I seem to be recovered from the recent crud, with only some residual brain damage, or maybe this is just the next phase of the disease.  It is far harder for me to write than it was a few months ago.  The ideas appear in my mind, the characters and the dialog, but I can’t seem to get them out on the screen with anything close to my former velocity.  In fact, I seem to going at about half speed. I’ve been working on the present book since May, 2012, and I have only somewhat over 200 pages done.  I tell myself that a historical novel is vastly harder to write than a contemporary thriller and so there are many stoppages when one has to discover some odd fact before one can proceed.  Or it is mere debility?  (But I shy from believing that, as I am uniquely immune from the effects of aging.)   Meanwhile, I know the world is avidly awaiting a vast, baggy historical novel about central Europe, so I am hurrying as fast as I can.

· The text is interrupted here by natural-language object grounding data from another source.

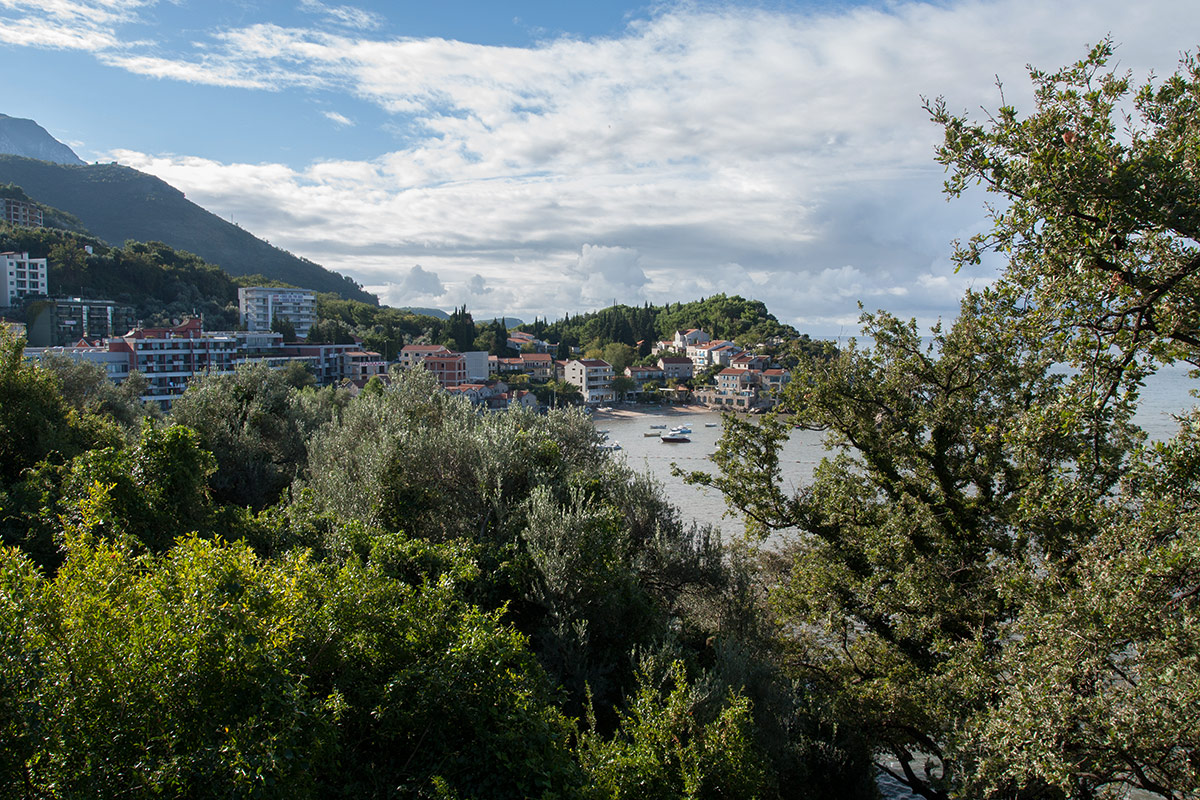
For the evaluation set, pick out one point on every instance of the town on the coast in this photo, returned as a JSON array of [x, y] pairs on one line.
[[275, 326]]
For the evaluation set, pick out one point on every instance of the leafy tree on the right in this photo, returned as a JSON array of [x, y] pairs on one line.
[[993, 578]]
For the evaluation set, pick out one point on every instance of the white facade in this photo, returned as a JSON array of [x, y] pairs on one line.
[[23, 276], [115, 365], [259, 306], [477, 365], [593, 377]]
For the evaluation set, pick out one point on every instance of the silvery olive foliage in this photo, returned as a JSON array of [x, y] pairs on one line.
[[993, 573]]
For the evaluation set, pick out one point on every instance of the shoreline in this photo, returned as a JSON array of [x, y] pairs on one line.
[[631, 410]]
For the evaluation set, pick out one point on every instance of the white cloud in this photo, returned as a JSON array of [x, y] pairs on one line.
[[347, 16], [705, 149], [340, 119], [421, 283]]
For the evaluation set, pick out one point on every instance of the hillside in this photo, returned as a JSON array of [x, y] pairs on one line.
[[160, 283], [119, 204]]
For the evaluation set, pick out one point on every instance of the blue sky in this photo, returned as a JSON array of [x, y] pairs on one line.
[[547, 157]]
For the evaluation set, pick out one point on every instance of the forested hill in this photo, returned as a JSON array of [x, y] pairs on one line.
[[161, 283], [721, 317], [119, 204]]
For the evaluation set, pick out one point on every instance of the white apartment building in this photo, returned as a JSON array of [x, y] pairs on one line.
[[23, 276], [593, 377], [259, 306]]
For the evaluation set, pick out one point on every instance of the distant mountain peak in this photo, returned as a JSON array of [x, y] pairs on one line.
[[27, 138]]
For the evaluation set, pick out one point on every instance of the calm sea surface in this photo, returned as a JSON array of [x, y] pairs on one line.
[[1165, 395]]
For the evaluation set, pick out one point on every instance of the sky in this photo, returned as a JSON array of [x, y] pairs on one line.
[[546, 157]]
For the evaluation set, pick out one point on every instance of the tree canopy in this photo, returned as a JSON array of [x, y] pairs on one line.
[[993, 575]]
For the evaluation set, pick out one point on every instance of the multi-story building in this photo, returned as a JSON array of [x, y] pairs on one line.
[[676, 367], [115, 365], [593, 377], [641, 374], [540, 366], [171, 356], [684, 340], [363, 365], [21, 212], [711, 354], [258, 307], [412, 355], [23, 277], [449, 367], [78, 318]]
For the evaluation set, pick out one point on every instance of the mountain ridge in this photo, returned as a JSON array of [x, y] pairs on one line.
[[27, 138], [119, 204]]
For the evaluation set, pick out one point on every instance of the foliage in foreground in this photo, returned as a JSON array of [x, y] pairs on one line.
[[991, 573], [424, 613]]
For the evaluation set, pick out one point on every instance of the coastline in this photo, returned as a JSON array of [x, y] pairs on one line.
[[631, 410]]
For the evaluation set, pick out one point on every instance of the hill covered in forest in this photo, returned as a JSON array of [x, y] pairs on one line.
[[120, 204]]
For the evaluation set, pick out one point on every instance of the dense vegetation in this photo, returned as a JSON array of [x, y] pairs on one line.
[[120, 204], [161, 283], [291, 593], [52, 217], [989, 589], [736, 319], [994, 575]]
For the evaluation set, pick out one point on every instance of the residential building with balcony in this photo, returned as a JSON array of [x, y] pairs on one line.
[[21, 212], [65, 320], [411, 355], [676, 367], [258, 307], [593, 378], [22, 277], [171, 356], [450, 368]]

I also see that I am doing this blog all wrong compared to other blogs I come across.  It’s supposed to be daily stuff, short bits, but I don’t seem to be able to do that.  It bores me terribly.   Fiction writers’ lives, I think, are just not that interesting; the work might be interesting—every writer hopes so—but the life is dull, every day more or less the same, assessed in terms of words spilled out on the page, and how do you know whether they’re any good?     Yet so many people seem to want to be writers.   It’s a mystery to me.  So this seems to be a miscellany of random thoughts, the kind of stuff that goes into a notebook and gets dragged into a novel if appropriate, but here tarted up into small essays.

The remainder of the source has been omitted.